Embodiments of the invention also relate to an apparatus for performing the operations herein. Such a computer program is stored in a non-transitory computer readable medium. A machine-readable medium includes any mechanism for storing information in a form readable by a machine (e.g., a computer). For example, a machine-readable (e.g., computer-readable) medium includes a machine (e.g., a computer) readable storage medium (e.g., read only memory ("ROM"), random access memory ("RAM"), magnetic disk storage media, optical storage media, flash memory devices).

The processes or methods depicted in the preceding figures may be performed by processing logic that comprises hardware (e.g. circuitry, dedicated logic, etc.), software (e.g., embodied on a non-transitory computer readable medium), or a combination of both. Although the processes or methods are described above in terms of some sequential operations, it should be appreciated that some of the operations described may be performed in a different order.

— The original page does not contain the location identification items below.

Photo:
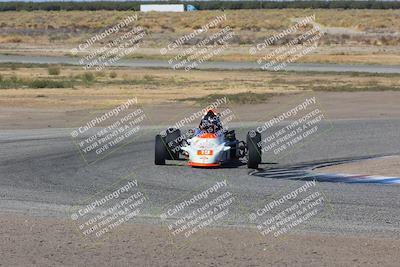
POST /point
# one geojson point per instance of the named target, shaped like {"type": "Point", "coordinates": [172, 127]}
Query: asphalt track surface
{"type": "Point", "coordinates": [41, 173]}
{"type": "Point", "coordinates": [304, 67]}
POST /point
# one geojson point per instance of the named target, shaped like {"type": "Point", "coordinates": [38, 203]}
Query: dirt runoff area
{"type": "Point", "coordinates": [35, 241]}
{"type": "Point", "coordinates": [385, 166]}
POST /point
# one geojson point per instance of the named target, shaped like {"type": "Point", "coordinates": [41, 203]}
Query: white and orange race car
{"type": "Point", "coordinates": [207, 149]}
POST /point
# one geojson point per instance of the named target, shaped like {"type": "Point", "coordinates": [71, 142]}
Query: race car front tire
{"type": "Point", "coordinates": [160, 151]}
{"type": "Point", "coordinates": [253, 149]}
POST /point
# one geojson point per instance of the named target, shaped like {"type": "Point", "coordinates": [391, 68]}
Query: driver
{"type": "Point", "coordinates": [210, 123]}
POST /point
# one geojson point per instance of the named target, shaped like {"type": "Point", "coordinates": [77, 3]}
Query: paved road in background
{"type": "Point", "coordinates": [41, 173]}
{"type": "Point", "coordinates": [136, 63]}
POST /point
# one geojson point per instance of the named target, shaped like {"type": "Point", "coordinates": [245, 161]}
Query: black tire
{"type": "Point", "coordinates": [253, 149]}
{"type": "Point", "coordinates": [160, 151]}
{"type": "Point", "coordinates": [171, 141]}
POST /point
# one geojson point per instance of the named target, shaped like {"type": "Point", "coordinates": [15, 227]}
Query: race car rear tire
{"type": "Point", "coordinates": [172, 143]}
{"type": "Point", "coordinates": [160, 151]}
{"type": "Point", "coordinates": [253, 149]}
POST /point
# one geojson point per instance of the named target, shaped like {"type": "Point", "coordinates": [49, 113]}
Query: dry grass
{"type": "Point", "coordinates": [55, 33]}
{"type": "Point", "coordinates": [153, 86]}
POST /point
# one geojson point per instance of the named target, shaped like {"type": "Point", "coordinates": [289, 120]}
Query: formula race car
{"type": "Point", "coordinates": [207, 149]}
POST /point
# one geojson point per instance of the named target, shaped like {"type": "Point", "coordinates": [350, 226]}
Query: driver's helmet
{"type": "Point", "coordinates": [211, 112]}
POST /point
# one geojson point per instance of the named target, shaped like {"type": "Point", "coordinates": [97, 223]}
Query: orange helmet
{"type": "Point", "coordinates": [213, 110]}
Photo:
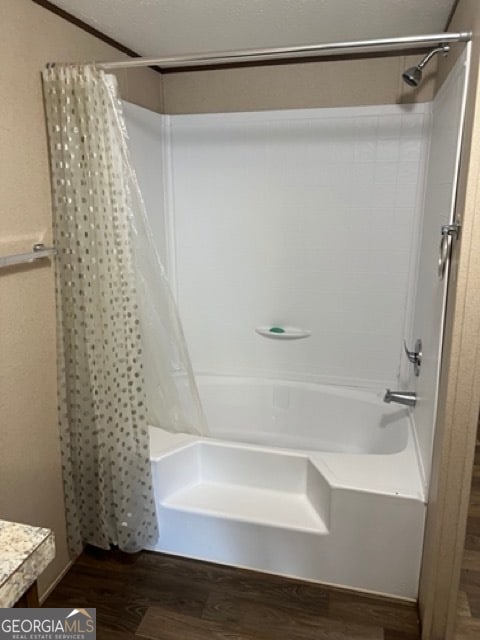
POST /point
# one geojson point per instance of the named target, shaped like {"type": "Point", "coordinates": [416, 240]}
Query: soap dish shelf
{"type": "Point", "coordinates": [289, 333]}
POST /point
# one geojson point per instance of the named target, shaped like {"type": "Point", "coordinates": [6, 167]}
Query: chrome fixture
{"type": "Point", "coordinates": [413, 76]}
{"type": "Point", "coordinates": [379, 45]}
{"type": "Point", "coordinates": [415, 356]}
{"type": "Point", "coordinates": [39, 252]}
{"type": "Point", "coordinates": [449, 231]}
{"type": "Point", "coordinates": [408, 398]}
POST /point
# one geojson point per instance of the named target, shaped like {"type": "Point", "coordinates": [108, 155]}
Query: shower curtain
{"type": "Point", "coordinates": [122, 358]}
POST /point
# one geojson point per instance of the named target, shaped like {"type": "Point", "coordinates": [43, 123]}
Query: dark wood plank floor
{"type": "Point", "coordinates": [468, 620]}
{"type": "Point", "coordinates": [157, 597]}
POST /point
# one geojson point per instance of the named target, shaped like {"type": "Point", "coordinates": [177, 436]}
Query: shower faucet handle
{"type": "Point", "coordinates": [415, 356]}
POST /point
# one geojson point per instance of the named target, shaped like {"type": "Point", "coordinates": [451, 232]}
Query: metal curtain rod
{"type": "Point", "coordinates": [311, 50]}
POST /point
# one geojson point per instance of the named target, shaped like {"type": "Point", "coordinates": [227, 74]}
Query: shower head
{"type": "Point", "coordinates": [413, 75]}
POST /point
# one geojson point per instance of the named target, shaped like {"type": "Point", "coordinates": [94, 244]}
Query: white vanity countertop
{"type": "Point", "coordinates": [25, 552]}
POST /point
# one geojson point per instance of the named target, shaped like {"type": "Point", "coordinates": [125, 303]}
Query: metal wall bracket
{"type": "Point", "coordinates": [449, 231]}
{"type": "Point", "coordinates": [415, 356]}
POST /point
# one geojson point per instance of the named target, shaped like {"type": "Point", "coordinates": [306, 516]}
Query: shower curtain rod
{"type": "Point", "coordinates": [277, 53]}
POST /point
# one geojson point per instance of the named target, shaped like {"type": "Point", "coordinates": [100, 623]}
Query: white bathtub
{"type": "Point", "coordinates": [305, 480]}
{"type": "Point", "coordinates": [302, 416]}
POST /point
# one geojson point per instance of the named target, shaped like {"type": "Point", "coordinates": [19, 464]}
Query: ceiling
{"type": "Point", "coordinates": [169, 27]}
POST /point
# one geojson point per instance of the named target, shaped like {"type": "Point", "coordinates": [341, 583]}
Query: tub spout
{"type": "Point", "coordinates": [409, 398]}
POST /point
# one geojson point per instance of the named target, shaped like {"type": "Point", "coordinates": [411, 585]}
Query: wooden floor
{"type": "Point", "coordinates": [468, 622]}
{"type": "Point", "coordinates": [156, 597]}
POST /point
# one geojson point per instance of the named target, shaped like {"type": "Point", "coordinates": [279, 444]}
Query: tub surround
{"type": "Point", "coordinates": [25, 552]}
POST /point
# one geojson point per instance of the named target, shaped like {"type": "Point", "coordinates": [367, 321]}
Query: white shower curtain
{"type": "Point", "coordinates": [122, 357]}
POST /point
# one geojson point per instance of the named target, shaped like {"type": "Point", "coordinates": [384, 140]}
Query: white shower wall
{"type": "Point", "coordinates": [307, 218]}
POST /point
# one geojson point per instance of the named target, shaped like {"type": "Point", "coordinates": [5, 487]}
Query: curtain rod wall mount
{"type": "Point", "coordinates": [381, 45]}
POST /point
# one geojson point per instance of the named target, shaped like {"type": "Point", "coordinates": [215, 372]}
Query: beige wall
{"type": "Point", "coordinates": [30, 474]}
{"type": "Point", "coordinates": [460, 380]}
{"type": "Point", "coordinates": [296, 86]}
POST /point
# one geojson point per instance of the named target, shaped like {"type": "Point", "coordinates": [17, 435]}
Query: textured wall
{"type": "Point", "coordinates": [30, 475]}
{"type": "Point", "coordinates": [296, 86]}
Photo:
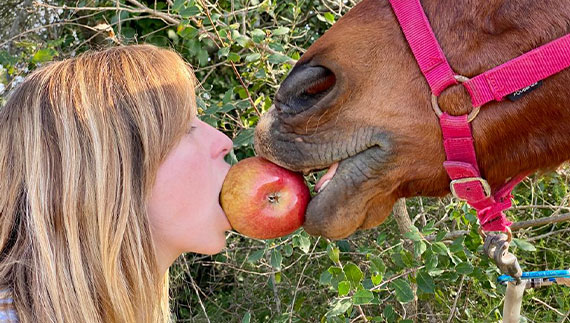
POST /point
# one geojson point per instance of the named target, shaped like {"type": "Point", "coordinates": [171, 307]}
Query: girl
{"type": "Point", "coordinates": [107, 176]}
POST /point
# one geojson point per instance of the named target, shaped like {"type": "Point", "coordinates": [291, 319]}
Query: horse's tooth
{"type": "Point", "coordinates": [323, 185]}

Moreover, some operations may be performed in parallel rather than sequentially.

Claim 1:
A computer-implemented method (<NUM>) for operating an autonomous driving vehicle (ADV), the method comprising:
detecting (<NUM>) an obstacle based on sensor data obtained from a plurality of sensors of the ADV;
predicting (<NUM>) a distribution of a plurality of positions of the obstacle at a point of time;
determining (<NUM>) a range of positions of the plurality of positions of the obstacle based on a confidence level of the range;
determining (<NUM>) a modified shape with a modified length of the obstacle based on the range of positions of the obstacle;
planning (<NUM>) a trajectory of the ADV based on the modified shape with the modified length of the obstacle; and
controlling (<NUM>) the ADV to drive according to the planned trajectory to drive safely to avoid a collision with the obstacle.